Não conheço, fora do amor, outra situação em que o homem deva decidir-se por motivos mais simples e mais inelutáveis. No amor, o objeto escolhido deve valer exatamente seu peso bruto em prazer, e é ainda no amor que o amante da verdade tem maiores probabilidades de julgar a nudez da criatura. A partir do desnudamento total, comparável ao da morte, de uma humildade que ultrapassa a da derrota e a da prece, maravilhamo-nos ao ver renovar-se, cada vez, a complexidade das recusas, das responsabilidades, das promessas, das pobres confissões, das frágeis mentiras, dos compromissos apaixonados entre nosso prazer e o prazer do outro, tantos laços impossíveis de romper e tão depressa rompidos! esse jogo cheio de mistérios, que vai do amor de um corpo ao amor de uma pessoa, pareceu-me belo o bastante para consagrar-lhe uma parte de minha vida. Aspalavras enganam, especialmente as do prazer, que comportam as mais contraditórias realidades, desde as noções de aconchego, doçura e intimidade dos corpos, até as da violência, da agonia e do grito. A pequena frase obscena de Posidônio sobre o atrito de duas parcelas de carne, que te vi copiar nos teus cadernos escolares com aplicação de menino ajuizado, é incapaz de definir o fenômeno do amor, assim como a corda que o dedo faz vibrar não pode explicar o milagre dos sons. Essa frase insulta menos a volúpia do que à própria carne, esse instrumento de músculos, sangue e epiderme, essa nuvem vermelha de que a alma é o relâmpago.

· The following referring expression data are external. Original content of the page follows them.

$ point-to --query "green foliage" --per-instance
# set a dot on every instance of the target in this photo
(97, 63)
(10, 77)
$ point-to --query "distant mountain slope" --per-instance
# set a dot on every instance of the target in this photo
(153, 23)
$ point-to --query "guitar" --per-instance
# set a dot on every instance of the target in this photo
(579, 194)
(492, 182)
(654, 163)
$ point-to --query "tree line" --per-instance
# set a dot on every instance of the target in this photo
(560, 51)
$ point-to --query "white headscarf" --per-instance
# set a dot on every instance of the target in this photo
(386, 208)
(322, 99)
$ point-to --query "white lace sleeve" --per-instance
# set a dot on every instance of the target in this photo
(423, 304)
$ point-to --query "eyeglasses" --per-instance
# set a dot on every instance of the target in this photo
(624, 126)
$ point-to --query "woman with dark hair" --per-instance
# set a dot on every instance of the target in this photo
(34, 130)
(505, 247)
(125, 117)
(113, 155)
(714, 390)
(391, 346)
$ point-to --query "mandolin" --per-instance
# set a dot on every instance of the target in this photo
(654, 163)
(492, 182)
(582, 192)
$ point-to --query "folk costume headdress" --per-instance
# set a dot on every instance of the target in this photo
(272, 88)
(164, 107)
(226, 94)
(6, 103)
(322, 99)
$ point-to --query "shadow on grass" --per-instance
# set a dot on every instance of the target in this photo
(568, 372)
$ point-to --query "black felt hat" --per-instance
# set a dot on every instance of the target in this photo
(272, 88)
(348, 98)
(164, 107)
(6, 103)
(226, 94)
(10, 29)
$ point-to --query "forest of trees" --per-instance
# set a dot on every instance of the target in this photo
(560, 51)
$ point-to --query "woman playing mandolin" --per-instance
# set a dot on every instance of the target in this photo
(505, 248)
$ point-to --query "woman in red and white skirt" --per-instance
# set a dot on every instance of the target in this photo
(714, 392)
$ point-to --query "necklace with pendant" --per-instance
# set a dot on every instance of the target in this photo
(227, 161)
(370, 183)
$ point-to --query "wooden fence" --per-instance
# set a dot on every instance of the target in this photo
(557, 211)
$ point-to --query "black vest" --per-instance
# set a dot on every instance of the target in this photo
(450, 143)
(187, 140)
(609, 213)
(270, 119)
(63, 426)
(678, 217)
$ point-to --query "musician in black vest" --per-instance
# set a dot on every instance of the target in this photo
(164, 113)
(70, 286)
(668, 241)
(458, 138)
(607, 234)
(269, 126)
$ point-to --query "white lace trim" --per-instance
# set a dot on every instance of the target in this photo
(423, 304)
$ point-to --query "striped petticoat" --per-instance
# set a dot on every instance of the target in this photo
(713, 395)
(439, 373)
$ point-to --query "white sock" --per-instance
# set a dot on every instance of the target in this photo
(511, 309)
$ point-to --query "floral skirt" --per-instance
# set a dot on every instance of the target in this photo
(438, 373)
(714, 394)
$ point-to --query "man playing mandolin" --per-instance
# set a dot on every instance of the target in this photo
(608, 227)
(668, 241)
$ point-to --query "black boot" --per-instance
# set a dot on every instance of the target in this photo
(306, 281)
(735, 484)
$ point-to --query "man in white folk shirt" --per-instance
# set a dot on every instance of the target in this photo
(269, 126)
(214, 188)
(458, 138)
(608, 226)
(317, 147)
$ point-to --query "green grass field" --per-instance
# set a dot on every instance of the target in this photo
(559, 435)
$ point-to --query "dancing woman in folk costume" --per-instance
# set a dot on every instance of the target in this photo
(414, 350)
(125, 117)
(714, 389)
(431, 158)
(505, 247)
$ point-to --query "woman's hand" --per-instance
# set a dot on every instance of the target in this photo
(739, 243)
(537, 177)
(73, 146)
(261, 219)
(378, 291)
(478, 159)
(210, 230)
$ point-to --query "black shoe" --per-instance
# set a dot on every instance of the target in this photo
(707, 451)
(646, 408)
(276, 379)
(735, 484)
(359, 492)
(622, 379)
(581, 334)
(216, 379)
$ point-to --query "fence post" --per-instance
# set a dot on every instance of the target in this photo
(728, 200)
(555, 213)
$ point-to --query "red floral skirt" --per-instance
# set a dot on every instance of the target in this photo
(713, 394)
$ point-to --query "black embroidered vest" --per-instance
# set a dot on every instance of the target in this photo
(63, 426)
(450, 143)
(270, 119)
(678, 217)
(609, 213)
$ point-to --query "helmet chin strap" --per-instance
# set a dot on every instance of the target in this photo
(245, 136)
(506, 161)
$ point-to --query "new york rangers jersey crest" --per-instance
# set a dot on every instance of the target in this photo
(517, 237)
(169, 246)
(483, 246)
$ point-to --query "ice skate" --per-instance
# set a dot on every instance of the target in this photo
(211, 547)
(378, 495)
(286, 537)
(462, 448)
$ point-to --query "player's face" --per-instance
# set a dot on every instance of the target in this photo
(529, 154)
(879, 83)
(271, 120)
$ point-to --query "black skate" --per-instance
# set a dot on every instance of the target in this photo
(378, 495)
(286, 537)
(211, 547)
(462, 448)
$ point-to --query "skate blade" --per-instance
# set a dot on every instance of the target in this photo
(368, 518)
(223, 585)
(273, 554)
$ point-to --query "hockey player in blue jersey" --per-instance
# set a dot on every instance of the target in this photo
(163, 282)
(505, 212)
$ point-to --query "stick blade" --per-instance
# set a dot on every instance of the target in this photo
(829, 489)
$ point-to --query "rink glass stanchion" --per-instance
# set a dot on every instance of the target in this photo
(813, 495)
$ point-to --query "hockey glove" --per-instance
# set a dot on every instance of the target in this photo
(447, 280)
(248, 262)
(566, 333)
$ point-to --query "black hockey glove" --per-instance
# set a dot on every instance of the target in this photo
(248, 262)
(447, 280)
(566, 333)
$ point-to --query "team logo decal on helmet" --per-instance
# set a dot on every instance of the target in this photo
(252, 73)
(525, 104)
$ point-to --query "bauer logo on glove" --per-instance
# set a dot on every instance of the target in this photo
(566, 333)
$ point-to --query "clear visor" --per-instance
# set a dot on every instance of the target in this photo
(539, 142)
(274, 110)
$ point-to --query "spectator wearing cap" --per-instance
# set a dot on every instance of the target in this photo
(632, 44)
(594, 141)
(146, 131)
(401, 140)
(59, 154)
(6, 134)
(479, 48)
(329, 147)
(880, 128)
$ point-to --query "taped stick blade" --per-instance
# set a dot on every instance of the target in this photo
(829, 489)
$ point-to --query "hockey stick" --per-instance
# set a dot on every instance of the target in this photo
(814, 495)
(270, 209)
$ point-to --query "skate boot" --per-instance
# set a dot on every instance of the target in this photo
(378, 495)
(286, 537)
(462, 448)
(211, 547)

Confesso que a razão permanece confusa em presença do prodígio do amor, da estranha obsessão que faz com que essa mesma carne, que tão pouco nos preocupa quando compõe nosso corpo, limitando-nos somente a lavá-la, nutri-la e, se possível, impedí-la de sofrer, possa inspirar-nos uma tal paixão de carícias simplesmente porque é animada por uma personalidade diferente da nossa e porque representa certos traços de beleza sobre os quais, aliás, os melhores juízes não estariam de acordo. Aqui, como nas revelações dos Mistérios, tudo se passa além do alcance da lógica humana.